Fairs & Festivals in Ladakh

The religious philosophy of Buddhism, however, profound and subtle doesn’t preclude an immense joie-de-vivre among its Ladakh adherents, and even solemn religious enactment’s are made the occasion for joyous celebration. Many of the festivals of the gonpas take place in winter, a relatively idle time for the majority of the people.

They take the form of dance-dramas in the Gonpa courtyards. Lamas, robed in colourful garments and wearing often startlingly frightful mask, perform mimes representing various aspect of the religion such as the progress of the individual soul and its purification or the triumph of good over evil. Local people flock from near and far to these events, and the spiritual benefits they get are no doubt heightened by their enjoyment of the party atmosphere, with crowds of women and men, the opportunity to make new friendships and renew old ones, the general bustle and sense of occasion.

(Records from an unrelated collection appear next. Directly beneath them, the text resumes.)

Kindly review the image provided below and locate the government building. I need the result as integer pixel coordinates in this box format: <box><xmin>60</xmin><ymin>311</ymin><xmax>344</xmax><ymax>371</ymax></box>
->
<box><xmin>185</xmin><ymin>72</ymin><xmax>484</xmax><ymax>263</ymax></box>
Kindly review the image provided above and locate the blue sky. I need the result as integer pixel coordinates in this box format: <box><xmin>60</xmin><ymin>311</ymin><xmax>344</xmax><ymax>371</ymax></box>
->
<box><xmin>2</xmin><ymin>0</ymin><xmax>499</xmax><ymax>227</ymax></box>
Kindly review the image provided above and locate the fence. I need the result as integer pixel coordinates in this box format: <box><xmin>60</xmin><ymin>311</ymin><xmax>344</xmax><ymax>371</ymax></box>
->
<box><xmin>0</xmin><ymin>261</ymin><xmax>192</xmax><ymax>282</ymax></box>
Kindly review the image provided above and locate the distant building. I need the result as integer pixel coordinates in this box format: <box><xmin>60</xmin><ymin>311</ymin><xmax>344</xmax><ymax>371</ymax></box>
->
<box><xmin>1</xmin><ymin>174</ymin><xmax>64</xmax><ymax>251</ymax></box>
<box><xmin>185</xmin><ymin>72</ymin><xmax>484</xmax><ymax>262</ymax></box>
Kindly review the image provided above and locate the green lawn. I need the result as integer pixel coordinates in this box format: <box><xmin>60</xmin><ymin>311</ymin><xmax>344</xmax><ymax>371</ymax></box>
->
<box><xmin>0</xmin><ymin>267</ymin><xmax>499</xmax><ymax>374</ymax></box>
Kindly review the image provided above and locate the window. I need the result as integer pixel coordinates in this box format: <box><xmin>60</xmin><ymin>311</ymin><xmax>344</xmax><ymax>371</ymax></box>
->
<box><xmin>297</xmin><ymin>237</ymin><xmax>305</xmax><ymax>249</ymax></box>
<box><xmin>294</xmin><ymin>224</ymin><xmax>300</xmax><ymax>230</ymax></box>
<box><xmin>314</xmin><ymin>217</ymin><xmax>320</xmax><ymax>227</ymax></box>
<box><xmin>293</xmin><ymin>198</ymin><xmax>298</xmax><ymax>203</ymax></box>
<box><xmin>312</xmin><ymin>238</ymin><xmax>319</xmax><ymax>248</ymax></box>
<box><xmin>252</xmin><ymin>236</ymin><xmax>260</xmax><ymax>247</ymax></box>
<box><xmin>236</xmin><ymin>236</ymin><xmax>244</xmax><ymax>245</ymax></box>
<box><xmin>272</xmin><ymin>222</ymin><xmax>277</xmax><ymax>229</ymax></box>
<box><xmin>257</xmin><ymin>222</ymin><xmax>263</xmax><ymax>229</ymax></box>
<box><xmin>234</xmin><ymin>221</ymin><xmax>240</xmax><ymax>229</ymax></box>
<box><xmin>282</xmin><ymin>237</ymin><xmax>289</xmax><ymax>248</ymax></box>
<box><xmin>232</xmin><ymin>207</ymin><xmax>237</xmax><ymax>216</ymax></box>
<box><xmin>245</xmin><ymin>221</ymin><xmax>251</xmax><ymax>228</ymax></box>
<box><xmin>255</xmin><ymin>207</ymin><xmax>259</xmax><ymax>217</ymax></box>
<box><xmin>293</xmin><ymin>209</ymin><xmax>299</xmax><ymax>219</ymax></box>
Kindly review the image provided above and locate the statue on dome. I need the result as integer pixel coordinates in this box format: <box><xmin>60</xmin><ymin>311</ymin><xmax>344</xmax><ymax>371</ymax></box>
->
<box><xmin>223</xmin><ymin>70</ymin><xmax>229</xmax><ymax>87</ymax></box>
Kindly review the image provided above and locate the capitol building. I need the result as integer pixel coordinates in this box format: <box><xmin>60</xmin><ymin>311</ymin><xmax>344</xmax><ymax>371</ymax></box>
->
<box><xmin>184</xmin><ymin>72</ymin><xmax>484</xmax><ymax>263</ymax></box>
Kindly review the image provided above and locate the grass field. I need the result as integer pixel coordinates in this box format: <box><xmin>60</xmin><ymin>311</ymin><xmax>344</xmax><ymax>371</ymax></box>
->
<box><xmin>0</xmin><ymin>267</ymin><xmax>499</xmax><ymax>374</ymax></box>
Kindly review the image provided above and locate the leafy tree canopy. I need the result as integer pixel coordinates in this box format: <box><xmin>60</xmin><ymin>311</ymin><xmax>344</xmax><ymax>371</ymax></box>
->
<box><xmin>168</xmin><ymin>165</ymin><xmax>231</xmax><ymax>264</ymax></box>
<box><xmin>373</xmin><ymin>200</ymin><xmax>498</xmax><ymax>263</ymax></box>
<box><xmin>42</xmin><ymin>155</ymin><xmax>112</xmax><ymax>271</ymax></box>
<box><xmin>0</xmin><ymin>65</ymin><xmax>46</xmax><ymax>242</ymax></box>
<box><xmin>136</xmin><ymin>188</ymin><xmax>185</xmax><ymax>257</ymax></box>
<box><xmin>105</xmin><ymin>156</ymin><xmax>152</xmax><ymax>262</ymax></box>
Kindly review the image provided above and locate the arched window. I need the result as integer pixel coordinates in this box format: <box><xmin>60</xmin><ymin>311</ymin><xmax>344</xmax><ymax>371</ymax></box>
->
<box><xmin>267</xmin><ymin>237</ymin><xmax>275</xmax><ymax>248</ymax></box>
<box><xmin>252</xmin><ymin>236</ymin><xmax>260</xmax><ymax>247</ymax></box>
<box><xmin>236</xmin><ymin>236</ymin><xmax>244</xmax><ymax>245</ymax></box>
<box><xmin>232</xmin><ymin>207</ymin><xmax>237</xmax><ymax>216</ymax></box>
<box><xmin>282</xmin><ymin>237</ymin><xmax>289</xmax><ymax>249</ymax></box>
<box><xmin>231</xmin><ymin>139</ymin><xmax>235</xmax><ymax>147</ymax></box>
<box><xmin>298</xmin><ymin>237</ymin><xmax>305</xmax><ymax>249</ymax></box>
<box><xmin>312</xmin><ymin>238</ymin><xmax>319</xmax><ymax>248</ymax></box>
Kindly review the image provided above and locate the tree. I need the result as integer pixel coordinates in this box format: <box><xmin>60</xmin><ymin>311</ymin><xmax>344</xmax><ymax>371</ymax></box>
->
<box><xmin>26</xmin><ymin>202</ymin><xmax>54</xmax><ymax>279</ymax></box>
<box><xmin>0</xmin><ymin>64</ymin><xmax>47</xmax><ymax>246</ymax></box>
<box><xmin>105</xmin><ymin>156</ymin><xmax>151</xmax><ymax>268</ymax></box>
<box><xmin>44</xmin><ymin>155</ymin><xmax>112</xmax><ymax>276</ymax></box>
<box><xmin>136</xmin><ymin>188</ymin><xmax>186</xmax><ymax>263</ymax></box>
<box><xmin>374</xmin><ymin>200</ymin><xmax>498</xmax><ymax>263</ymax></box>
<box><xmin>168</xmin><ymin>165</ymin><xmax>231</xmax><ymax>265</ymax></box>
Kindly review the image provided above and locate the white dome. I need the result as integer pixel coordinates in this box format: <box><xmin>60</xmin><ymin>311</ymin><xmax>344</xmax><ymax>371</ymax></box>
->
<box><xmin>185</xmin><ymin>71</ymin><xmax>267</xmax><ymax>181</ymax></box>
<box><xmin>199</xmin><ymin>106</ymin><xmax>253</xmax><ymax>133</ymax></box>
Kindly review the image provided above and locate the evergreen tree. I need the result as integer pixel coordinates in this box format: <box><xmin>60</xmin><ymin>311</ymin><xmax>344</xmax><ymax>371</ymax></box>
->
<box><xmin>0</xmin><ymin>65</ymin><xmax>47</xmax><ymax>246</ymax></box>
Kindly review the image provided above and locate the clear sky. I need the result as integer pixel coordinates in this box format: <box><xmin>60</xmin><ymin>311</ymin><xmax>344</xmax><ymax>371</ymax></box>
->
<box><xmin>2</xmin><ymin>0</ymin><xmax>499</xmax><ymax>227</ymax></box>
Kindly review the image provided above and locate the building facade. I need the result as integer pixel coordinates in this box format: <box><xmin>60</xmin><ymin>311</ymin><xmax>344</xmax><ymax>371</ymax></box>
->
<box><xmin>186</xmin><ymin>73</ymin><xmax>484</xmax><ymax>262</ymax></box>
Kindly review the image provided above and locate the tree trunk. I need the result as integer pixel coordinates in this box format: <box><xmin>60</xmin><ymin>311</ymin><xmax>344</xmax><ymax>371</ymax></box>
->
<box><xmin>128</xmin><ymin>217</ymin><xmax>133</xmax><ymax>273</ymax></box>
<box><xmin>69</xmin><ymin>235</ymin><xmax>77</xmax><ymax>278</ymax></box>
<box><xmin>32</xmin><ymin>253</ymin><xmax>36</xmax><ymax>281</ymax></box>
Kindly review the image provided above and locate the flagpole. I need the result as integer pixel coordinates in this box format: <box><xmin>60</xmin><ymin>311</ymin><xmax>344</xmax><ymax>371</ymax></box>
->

The biggest and most famous of the monastic festivals, frequented by tourists and locals a like, is that of Hemis, which falls in late June or the first half of July, and is dedicated to Padmasambhava.

Every 12 years, the gonpa’s greatest treasure, a huge thangka - a religious icon painted or embroidered on cloth- is ritually exhibited. The next unveiling is due to take place in AD 2004.Other monasteries which have summer festivals at Lamayuru( also early July), Phyang (Late July or early August), Tak-thok ( about tend days after Phyang) and Karsha in Zanskar( 11 days after Phyang). Like Hemis, the phyang festival too involves the exhibition of a gigantic thangka, though here it is done every year.

Spituk, Stok, Thiksay, Chemrey Matho all have their festivals in winter, between November and March. Likir and Deskit (Nubra) time their festivals to coincide with Dosmochey, the festival of the scapegoat, which is also celebrated with favour at Leh.Falling in the second half of February, Dosmoche is one of the two New Year festivals, the other being Losar.

At Dosmoche, a great wooden mast decorated with streamers and religious emblems is set up outside Leh. At the appointed time, offerings of stoma, ritual figures moulded out of dough, are brought out and ceremonially cast away into the desert, or burnt.

These scapegoats carry away with them the evil spirits of the old year, and thus the town is cleaned and made ready to welcome the New Year. Losar falls about the time of the winter solstice any time between 8th and 30th December.All Ladakhi Buddhist celebrate it by making offerings to the gods, both in the gonpas and in their domestic shrines.